Davis, this year’s festival artist-in-residence, performed his new commission “Soul Migration,” giving sonic form to the motion of six million African Americans leaving the South behind and, some, making Chicago their new home. And of everything they carried to a new place, music was one. Davis’s sprawling work holds hands with Natalie Moore’s “The South Side: A Portrait of Chicago & American Segregation” and Timuel Black’s “Bridges of Memory,” two books that hit the same theme.
This isn’t the first time Davis has managed to encapsulate the sense of a City through the lens of an event. His 2011 release DuSable to Obama: Chicago’s Black Metropolis is a captivating portrayal of the City through the timeline of its music up to the event of President Obama’s inauguration.
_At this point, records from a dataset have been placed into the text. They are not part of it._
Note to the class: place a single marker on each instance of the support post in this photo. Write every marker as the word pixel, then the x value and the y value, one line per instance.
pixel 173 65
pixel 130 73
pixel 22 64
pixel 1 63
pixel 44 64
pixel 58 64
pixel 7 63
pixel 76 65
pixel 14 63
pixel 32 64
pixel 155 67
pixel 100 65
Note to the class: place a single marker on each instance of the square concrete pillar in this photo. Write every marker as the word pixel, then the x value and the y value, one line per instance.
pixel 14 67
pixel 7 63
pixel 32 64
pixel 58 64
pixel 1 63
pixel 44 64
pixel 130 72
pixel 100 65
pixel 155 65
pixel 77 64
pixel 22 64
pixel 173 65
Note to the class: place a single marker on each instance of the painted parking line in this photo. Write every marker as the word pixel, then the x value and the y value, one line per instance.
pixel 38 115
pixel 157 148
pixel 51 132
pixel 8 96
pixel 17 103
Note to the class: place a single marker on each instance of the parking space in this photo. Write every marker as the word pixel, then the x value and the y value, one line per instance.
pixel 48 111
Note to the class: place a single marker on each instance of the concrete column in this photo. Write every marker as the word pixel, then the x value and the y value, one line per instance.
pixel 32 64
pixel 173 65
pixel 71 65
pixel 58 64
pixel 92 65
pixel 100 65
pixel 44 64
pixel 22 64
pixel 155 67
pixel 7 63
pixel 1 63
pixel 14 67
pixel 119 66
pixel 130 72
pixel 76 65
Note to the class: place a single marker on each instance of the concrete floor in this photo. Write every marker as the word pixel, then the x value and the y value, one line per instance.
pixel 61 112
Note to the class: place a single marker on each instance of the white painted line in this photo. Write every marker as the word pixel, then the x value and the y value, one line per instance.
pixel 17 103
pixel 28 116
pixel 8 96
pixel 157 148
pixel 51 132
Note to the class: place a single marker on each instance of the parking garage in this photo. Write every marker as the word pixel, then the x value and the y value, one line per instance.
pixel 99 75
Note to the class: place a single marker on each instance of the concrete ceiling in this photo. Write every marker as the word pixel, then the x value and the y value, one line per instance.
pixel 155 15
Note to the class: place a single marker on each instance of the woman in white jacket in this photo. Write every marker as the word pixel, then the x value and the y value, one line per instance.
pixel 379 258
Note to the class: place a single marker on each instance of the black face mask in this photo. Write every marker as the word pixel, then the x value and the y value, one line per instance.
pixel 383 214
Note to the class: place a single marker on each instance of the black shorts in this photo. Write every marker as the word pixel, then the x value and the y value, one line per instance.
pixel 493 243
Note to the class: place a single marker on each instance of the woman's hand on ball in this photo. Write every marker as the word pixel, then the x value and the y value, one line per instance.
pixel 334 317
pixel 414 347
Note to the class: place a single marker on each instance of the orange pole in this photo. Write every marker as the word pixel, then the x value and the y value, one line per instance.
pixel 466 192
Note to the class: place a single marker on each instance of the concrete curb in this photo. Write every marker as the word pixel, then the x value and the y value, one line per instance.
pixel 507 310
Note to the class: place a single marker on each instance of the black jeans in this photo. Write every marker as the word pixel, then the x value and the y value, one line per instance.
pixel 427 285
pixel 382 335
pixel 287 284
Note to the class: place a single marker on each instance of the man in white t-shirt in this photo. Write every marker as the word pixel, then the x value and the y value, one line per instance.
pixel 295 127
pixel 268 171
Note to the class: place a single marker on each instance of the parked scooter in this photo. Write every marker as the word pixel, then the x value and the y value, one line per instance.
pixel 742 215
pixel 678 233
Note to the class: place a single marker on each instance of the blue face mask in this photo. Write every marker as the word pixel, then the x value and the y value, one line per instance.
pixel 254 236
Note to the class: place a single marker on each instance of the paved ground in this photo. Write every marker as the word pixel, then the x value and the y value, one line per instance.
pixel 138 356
It’s the kind of thing that incites the act of revisiting memories while etching new ones into the music of today.
Davis’s piece didn’t sit still. It hit any number of sounds, from contemporary fusion to straight-ahead old-school and new, to spoken word and deep into the melting pot of all those forms of expression as one. There was a moment, when vibraphonist Joel Ross was a voice all alone in the room, tranquil but resonating powerfully, and it was not difficult to imagine a person new to Chicago, behind them a terrible ordeal and ahead an uncertain future, as they sit in their windowsill and look out over the city as the first winter snow begins to fall, lightly, hypnotically, bringing a hush across the neighborhood. That’s what I’m going to remember of this performance.
With the sun still making its ascent, I strolled into Millennium Park. This was happening earlier than I’d intended. But when I realized I had forgotten to stock the hotel room with Irish Cream to go with my morning coffee, off I went into the City to resolve that tragic situation. God bless Chicago and it’s greasy spoon diners that serve alcohol at all hours. So, after my morning coffee and some chorizo & eggs, I decided to head up to the park and walk around. Grant Park is now Millennium Park, and all the open fields and train yards I recall from my teenage years have been replaced with a giant silver bean and climbing walls and lots of beautiful gardens, and so I have lots of exploring to do. But then I hear the sound of horns and saxophones coming from Pritzker Pavilion, and there is no feeling quite like walking into a park in the morning and being greeted by the sound of lovely harmonies. I headed on over, no expectations, but thinking I’d sit for a minute before my park adventure began. It was a large ensemble getting in some practice. I figure, hell, I’ll get up close to the stage and take a couple photos, maybe tweet ’em out or something. I zoom in on two of the musicians who are working through their parts, and that’s when I realize, good god, that’s Ron Miles and Curtis Fowlkes I’m looking at.
I’m gonna spare you a very long-winded, long-form piece about my love for the Bill Frisell album Quartet, but both Miles and Fowlkes round out half of the quartet that created that album… so, I’m a little starstruck at this point. That’s when this lady steps into the frame, obstructing my shot, and I’m thinking, c’mon lady, get out of the way… I’m trying to take a couple photos of two of my favorite musicians. “Lady,” as it turns out, is Carla Bley, and that’s when I realized I’m watching the Liberation Music Orchestra warm up for the evening’s show.
This is what they sounded like…
I never got to go on my Millennium Park adventure, which is a disappointment pretty easy to ignore when I had the best morning ever listening to the LMO “practice,” which, in a way, made it even better. Hearing the false starts and the interrupted takes, it made it much easier to live in the moment of the music, to realize that the beautiful music I’m hearing could truly end in the very next second, and that the reliance on a song having a certain, expected duration is something that can’t, in fact, be relied upon and there’s no way to let your guard down. It was a nice reminder of one way that live music can perform magic in ways that albums never can, that fascination of the unfinished, of the beauty in flaws.
It wasn’t long before I had to head over to the Von Freeman pavilion for the James Saunders Proyecto Libre show.